Bücher
Warum man Löwen für den Frieden braucht

Im Auswärtigen Amt schreibt man nicht nur Vermerke, sondern auch Bücher. Außenminister Frank-Walter Steinmeier hat vorgelegt, sein Staatsminister Gernot Erler zieht nach.

BERLIN. Im Auswärtigen Amt hat man sich selbst immer schon zu den kreativen Häusern in der Bundesregierung gezählt. Aber jetzt werden dort nicht nur Vermerke, sondern erstaunlich viele Bücher geschrieben. Deshalb steht der frisch gebackene Buchautor (und Außenminister) Frank-Walter Steinmeier nun in den Räumen der Commerzbank in Berlin-Mitte und lobt den Buchautoren (und Staatsminister) Gernot Erler in höchsten Tönen. Launig erzählt der SPD-Kanzlerkandidat, warum "Löwen und Giraffen" für den Ansatz der deutschen Außenpolitik so wichtig sind - und warum die Große Koalition den Frieden selbst nach Kenia bringen kann.

Erlers Vermittlungsmission in Kenia 2007 gilt als Paradebeispiel für die von der SPD beschworene "Politik durch Dialog". Angesichts des blutigen Machtkampfs in dem Land habe man sich in der Uno-Spitze erinnert, dass die Deutschen doch dieses "komische Ding, die Große Koalition", haben, erzählt Steinmeier. Also wurde Erler mit den Kenianern in einer Lodge mitten in der Savanne eingeschlossen.

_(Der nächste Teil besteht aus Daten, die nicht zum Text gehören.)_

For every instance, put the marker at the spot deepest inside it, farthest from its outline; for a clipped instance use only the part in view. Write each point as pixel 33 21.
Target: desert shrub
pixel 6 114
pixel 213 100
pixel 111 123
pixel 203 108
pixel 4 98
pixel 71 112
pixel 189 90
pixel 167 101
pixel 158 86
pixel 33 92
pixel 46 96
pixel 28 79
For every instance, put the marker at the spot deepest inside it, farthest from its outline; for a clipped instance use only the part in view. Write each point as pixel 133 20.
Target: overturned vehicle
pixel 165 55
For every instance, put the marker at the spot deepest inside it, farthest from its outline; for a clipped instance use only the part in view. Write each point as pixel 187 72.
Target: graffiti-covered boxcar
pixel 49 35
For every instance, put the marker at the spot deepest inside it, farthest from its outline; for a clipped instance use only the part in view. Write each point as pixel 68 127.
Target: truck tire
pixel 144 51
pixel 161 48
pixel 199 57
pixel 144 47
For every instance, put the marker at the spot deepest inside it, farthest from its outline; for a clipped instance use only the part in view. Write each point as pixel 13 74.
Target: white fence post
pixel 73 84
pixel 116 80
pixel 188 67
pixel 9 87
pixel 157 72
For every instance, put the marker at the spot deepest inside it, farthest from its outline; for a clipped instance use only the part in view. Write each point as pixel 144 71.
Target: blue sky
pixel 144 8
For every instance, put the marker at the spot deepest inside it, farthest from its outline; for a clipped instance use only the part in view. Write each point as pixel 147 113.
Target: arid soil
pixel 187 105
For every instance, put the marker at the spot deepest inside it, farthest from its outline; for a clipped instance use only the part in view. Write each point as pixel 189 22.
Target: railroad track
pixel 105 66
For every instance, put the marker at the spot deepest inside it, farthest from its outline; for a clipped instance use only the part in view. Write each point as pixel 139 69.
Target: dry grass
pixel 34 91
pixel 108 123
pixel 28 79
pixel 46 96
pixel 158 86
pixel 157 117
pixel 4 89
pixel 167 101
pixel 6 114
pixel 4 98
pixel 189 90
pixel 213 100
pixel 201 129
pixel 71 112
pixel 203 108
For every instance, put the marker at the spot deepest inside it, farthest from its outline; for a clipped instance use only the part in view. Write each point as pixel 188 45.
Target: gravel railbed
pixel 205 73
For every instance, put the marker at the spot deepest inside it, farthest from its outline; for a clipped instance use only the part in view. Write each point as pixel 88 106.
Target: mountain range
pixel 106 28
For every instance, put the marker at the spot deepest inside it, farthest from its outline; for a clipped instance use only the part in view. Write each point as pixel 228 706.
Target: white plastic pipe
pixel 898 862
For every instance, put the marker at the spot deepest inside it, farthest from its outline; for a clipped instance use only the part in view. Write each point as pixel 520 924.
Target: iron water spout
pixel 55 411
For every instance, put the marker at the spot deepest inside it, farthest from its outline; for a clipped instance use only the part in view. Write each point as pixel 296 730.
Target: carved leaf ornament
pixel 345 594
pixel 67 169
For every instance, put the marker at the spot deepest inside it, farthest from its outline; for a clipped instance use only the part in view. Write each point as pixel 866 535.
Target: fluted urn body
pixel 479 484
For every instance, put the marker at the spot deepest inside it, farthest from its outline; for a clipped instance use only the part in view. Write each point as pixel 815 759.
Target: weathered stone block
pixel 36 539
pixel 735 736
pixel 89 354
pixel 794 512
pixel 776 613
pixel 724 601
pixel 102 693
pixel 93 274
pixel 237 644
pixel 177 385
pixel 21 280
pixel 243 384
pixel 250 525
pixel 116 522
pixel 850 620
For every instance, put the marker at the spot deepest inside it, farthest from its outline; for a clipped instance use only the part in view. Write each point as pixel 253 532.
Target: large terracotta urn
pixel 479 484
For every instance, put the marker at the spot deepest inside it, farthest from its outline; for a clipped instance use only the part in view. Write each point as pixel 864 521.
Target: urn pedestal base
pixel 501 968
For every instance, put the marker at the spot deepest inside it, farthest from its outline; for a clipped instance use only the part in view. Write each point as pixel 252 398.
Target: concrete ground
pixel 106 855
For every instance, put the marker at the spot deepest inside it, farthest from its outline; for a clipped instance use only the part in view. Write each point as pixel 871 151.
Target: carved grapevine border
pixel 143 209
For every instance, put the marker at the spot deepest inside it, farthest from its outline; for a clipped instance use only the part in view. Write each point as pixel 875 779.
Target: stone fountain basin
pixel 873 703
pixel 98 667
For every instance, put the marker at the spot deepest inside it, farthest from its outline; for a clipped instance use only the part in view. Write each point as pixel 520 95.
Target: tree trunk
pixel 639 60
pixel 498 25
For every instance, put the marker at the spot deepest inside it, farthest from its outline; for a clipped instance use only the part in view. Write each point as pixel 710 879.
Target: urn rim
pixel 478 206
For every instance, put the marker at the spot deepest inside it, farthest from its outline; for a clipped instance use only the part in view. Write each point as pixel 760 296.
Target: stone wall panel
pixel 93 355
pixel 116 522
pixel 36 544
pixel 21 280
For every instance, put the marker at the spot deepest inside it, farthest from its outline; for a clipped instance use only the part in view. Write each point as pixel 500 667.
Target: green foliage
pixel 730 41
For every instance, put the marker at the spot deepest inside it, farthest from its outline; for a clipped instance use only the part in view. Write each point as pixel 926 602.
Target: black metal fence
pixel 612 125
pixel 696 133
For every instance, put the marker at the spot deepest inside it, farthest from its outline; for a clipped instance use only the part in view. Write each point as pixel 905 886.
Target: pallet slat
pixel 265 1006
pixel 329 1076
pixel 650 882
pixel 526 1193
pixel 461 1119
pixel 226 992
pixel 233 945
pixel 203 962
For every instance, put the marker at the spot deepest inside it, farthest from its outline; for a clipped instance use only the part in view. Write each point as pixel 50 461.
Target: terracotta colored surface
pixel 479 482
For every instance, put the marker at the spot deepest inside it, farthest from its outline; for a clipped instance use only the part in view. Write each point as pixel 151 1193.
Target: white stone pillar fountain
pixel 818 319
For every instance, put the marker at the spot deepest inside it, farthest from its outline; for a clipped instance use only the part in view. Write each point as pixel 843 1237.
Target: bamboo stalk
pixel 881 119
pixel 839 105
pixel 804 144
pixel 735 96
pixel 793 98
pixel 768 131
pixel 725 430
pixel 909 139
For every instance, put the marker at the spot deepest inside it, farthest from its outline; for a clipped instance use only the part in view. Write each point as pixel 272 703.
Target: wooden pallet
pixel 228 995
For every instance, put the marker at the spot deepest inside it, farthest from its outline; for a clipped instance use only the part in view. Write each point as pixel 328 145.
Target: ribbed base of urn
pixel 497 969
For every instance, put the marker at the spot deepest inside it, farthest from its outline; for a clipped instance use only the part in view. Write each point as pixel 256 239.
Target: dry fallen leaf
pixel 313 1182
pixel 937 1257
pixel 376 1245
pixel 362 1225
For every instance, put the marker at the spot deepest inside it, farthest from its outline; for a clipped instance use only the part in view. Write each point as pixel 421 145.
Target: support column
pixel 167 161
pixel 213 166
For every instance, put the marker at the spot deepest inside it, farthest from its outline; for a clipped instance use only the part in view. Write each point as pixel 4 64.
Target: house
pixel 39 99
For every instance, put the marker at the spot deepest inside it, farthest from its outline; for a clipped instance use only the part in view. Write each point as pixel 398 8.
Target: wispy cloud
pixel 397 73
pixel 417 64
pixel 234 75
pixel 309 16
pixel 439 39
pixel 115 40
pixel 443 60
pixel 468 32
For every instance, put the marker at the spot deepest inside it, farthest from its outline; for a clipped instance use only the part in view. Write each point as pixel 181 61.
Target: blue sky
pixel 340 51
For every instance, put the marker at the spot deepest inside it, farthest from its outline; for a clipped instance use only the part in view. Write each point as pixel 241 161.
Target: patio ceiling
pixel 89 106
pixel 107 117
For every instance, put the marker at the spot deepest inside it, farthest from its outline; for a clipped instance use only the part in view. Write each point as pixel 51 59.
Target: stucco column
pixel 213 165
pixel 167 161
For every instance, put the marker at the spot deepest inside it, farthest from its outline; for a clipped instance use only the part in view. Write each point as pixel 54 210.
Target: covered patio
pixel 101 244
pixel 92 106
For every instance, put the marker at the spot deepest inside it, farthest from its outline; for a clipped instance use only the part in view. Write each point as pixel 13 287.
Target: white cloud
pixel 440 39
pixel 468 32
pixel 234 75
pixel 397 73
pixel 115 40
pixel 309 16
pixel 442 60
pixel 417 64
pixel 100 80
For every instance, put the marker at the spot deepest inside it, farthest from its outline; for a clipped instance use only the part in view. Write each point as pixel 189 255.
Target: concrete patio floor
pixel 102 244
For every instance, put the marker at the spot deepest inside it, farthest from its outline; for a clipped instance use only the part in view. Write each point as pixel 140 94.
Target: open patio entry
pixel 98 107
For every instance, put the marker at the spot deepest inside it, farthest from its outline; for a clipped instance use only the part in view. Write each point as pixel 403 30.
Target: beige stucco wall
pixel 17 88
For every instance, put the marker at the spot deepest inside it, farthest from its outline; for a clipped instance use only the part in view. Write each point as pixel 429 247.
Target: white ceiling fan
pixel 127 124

Während draußen Löwen und Giraffen eine Flucht unmöglich machten, erläuterte er ihnen - offenbar erfolgreich - die Vorzüge einer Machtteilung.

So anschaulich und direkt funktioniert Außenpolitik zwar selten. Aber die Episode passt zu gut zur Strategie der SPD, als dass Steinmeier sie übergehen könnte. Schließlich will seine Partei im Wahljahr eine Art ideologische Fundierung einer sozialdemokratischen Außenpolitik liefern. Die SPD sieht sich schließlich als "Friedenspartei" - weshalb Erler den nicht unbescheidenen Buchtitel "Mission Weltfrieden" wählte. Nebenbei wollen Steinmeier und Erler die Erinnerung an Willy Brandt hochhalten, der 1972 vom Außenministerium aus ins Kanzleramt einzog.

Also reden und schreiben die SPD-Politiker über eine "vorausschauende Außenpolitik". Also darf der Staatsminister, anders als der Vizekanzler, sogar offene Konflikte mit dem Koalitionspartner wagen. So wirft Erler der Union in der China-Politik nicht nur die populistische Inszenierung beim Dalai-Lama-Empfang vor, sondern den grundlegenden Schwenk zu einer "Politik der Konfrontation". Nur so kann sich die SPD mit ihrer "Politik des Dialogs" schließlich abheben.

Doch im Wahljahr enden auch Steinmeiers gedankliche Ausflüge schnell wieder in Berliner Gefilden. Nein, nein, es sei ein Gerücht, dass er nun auch Löwen für den Koalitionsausschuss bestellt habe, um Einigungen zu erzwingen, flachst er. Im Übrigen sei dies in Berlin auch nicht nötig. "Schließlich gibt es Journalisten, die diese Rolle der Löwen gern übernehmen und Teilnehmer abfangen, wenn sie das Kanzleramt verlassen." Dass in Berlin auch Hyänen warten, unterschlägt er.